Catholics for Kerry

Tuesday, September 07, 2004

The polls are now showing a better sense of what's going on in the race, Gallup 52-45 and ARG 47-46 in Bush's favor. Over the weekend Prez Clinton had given a much discussed pep talk to Kerry about defining the race as many Democrats panicked about Newsweek's and Time's outlier polls.

John Kerry has now settled on his message "A stronger America begins at home" much like he settled on his primary message at the Iowa JJ___ dinner where he unveiled the Real Deal stump speech. This is Kerry's time where he brings unparalled focus and meets with groups of people so that they can talk to him and get a feel for him.

John Kerry is a good man, who has always fought for the right things. The Republicans and conservatives have taken on the mantle of Nixon and unleashed a fusilade of smears and lies. The message from them is basically, we know Bush is bad, but Kerry is even worse. If that were the case that Kerry was worse, then it would all be fair enough. But Kerry is a good man, who, all his life has fought for good things: for his country, to stop the vietnam war, as a prosecutor, setting up a rape counseling unit, against acid rain as a Lt Gov, for veterans as a senator, for government accountability, for safer communities, for young people, for a smart foreign policy, for small businesses (Kerry was a small biz owner and chair of Senate committee on small businesses)and the list goes on.

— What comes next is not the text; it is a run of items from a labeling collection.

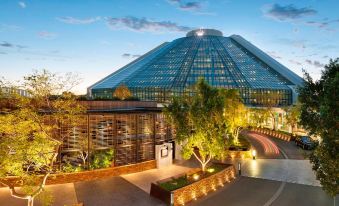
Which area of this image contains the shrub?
[90,149,114,169]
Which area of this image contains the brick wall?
[173,165,235,206]
[0,160,156,187]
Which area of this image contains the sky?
[0,0,339,94]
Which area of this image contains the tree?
[0,70,84,206]
[223,89,248,144]
[299,58,339,196]
[113,84,132,100]
[165,79,227,171]
[284,102,301,134]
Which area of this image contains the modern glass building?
[88,29,302,106]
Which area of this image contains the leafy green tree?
[299,58,339,196]
[165,79,227,171]
[91,149,114,169]
[0,70,84,206]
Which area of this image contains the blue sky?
[0,0,339,93]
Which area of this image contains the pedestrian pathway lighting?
[252,149,257,160]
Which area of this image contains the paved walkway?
[191,177,339,206]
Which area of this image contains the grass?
[159,164,226,191]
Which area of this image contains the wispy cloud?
[106,16,192,32]
[38,31,57,39]
[0,23,21,32]
[275,38,307,49]
[167,0,216,15]
[305,18,339,31]
[18,1,26,9]
[121,53,141,58]
[264,4,317,21]
[305,59,325,68]
[0,41,27,49]
[179,1,202,11]
[56,16,101,24]
[267,51,282,59]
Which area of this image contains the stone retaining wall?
[0,160,156,187]
[172,165,235,206]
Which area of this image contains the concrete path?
[242,159,320,186]
[191,177,333,206]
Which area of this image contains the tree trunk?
[1,173,49,206]
[27,197,34,206]
[193,152,211,172]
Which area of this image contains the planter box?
[150,163,235,206]
[250,128,292,142]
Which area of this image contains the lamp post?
[252,149,257,160]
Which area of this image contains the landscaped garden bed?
[150,163,235,205]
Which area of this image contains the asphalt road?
[191,177,333,206]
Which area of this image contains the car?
[294,136,317,150]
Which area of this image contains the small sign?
[161,147,168,157]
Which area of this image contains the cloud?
[106,16,192,32]
[305,18,339,31]
[288,59,302,66]
[264,4,317,21]
[267,51,282,59]
[18,1,26,9]
[0,41,27,49]
[56,16,101,24]
[305,59,325,68]
[0,41,15,47]
[38,31,57,39]
[121,53,141,58]
[179,1,202,10]
[0,23,21,32]
[276,38,307,49]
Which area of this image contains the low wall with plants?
[0,160,156,187]
[250,128,293,142]
[150,163,235,206]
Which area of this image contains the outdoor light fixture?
[252,149,257,160]
[207,168,214,173]
[193,174,200,180]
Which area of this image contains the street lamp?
[252,149,257,160]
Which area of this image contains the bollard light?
[252,149,257,160]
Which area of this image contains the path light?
[207,168,214,173]
[252,149,257,160]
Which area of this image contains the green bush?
[90,149,114,169]
[62,162,83,173]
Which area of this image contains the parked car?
[294,136,317,150]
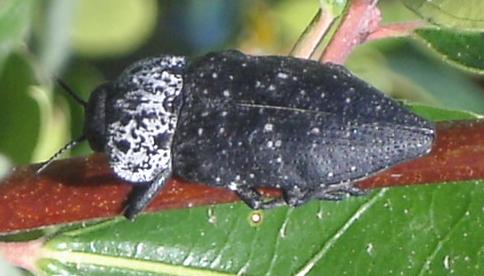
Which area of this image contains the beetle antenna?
[35,134,86,175]
[55,78,87,109]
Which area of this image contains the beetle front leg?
[234,187,285,210]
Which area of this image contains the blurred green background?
[0,0,484,175]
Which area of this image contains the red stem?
[0,121,484,233]
[320,0,381,64]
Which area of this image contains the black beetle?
[39,50,435,218]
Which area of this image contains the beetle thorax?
[102,56,184,182]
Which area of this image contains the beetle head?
[84,83,112,151]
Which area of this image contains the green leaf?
[0,0,35,72]
[415,29,484,74]
[37,106,484,275]
[0,54,39,164]
[402,0,484,31]
[72,0,158,56]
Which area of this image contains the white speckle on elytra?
[264,123,274,131]
[277,72,287,79]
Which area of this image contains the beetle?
[39,50,435,218]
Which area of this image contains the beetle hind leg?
[235,187,285,210]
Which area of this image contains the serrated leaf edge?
[42,249,234,276]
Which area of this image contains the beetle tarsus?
[235,188,285,210]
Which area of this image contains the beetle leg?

The Republicans have gone too far is smearing a good man and I think the public has reached a threshhold with the Bush team. I think people are going to demand accountability and an agenda from him. We are not electing a smearer-in-chief, or liar-in-chief, we are electing a commander-in-chief.

The frustration for many Democrats is that the smears have drowned out Kerry's message. This was not unexpected, August was going to be a bad month for Kerry, we all knew that--Kerry could not raise money so he had to conserve what he had, the Bush team had to spend all its remaining money on ads, and the Republican convention. But we got through August in good shape and it looks like at the end of the day, Bush will only get a 3-5% bounce from August.

Kerry has a chance to keep his message of hope, front and center, but there is too much going on and this election will probably depend on circumstancs beyond Kerry's control. There is the Iraq war, there is the issue of jobs and the economy, medicare and healthcare costs, Kelly Kilty's book about the Bush family and GWB using cocaine at Camp David, Bob Graham's book about the administration's cover up of Saudi involvement in 9-11, Moore's Farenheit 911 DVD release, a couple of Kerry movies coming out, CBS' 60 minutes interview with Barnes, the guy who got Bush into the Natl Guard, and there is rumored to be a major TV special in the works documenting Bush's missing year in the National Guard.

The way it looks, Kerry may just need to stay out of the way and not hurt himself and just let Bush implode. Kerry and Edwards need to remain optimistic and tough and trust the American public to reject the cynicism and fear mongering of Bush and his team. As St Paul says to Timothy, "God has not given to us the spirit of fear, but of power, love and of a sound mind."